= Sayyid Suhrāb Walī =

Sayyid Suhrāb Walī (سید سهراب ولی) was a legendary pīr (Sūfī master) associated with the central Asian region of Badakhshān. Little is known for certain of his life, or even if he really existed, but his importance as a legendary figure, prominent in mostly nineteenth-century central Asian Ismaili hagiography, is not doubted.
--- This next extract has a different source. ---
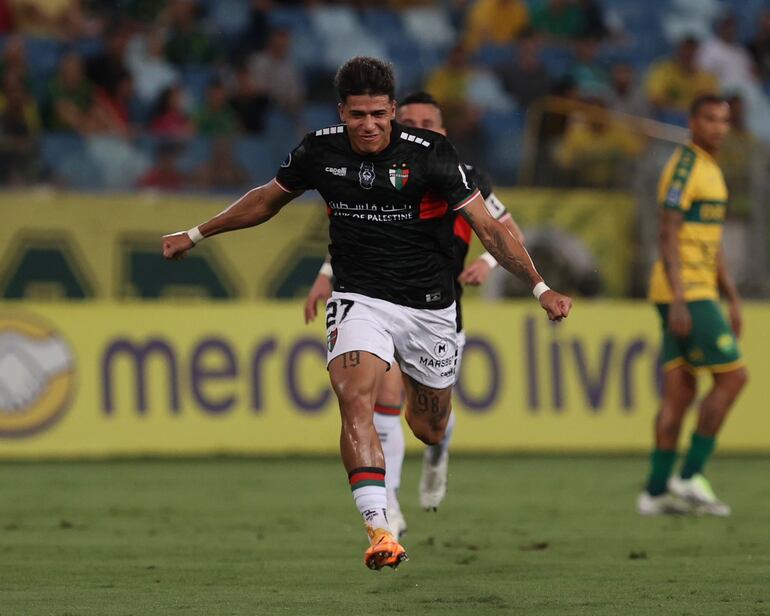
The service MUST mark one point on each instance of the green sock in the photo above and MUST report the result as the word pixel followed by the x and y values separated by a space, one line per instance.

==Account of Silk-i guhar-rīz==
The earliest and most important hagiography of Sayyid Suhrāb is the Silk-i guhar-rīz, composed by Khwājah Aḥrār, who claimed descent from Sayyid Suhrāb, around 1251 AH/1835 CE in Jurm, a town in what is now the Afghan province of Badakhshān. This hagiography portrays Sayyid Suhrāb as a descendant of Muḥammad and of Mūsā al-Kāẓim. It claims that Sayyid Suhrāb’s father was one Mīr Sayyid Ḥasan. Mīr learns of the renowned Nāṣir-i Khusraw and engages a prominent dervish, Bābā Ḥaydar, to escort the four-year-old Sayyid Suhrāb, then four years old, to Nāṣir. Sayyid Suhrāb studies alongside Umar Yumgī, but it is Sayyid Suhrāb whom Nāṣir then makes his principle disciple and successor (in a move more likely reflecting the spiritual politics of the Ismaili community that produced the text than any historical reality), and the charismatic Sayyid Suhrāb goes on to have a large following of his own. Many central Asian Ismaili families continue to claim Sayyid Suhrāb as an ancestor and a source of their own spiritual authority. Another prominent hagiography of Sayyid Suhrāb is entitled Baḥr al-akhbār.

== Historicity ==
In the assessment of Daniel Beben, 'the extent of Sayyid Suhrāb’s presence within the genealogical traditions of the Badakhshān region suggests that his name bears at least some connection to a historical figure'. He argues that notwithstanding the traditional association with Nāṣir-i Khusraw (implying a twelfth-century date for Sayyid Suhrāb), the genealogies actually imply a date of birth around 1400 CE. Since the Ismaili text Ṣaḥīfat al-nāẓirīn is in the majority of known manuscripts attributed to Sayyid Suhrāb but in another recension attributed to the fifteenth-century Ghiyāth al-Dīn ʿAlī Iṣfahānī, Beben has even suggested that Sayyid Suhrāb might in origin have been Ghiyāth al-Dīn himself.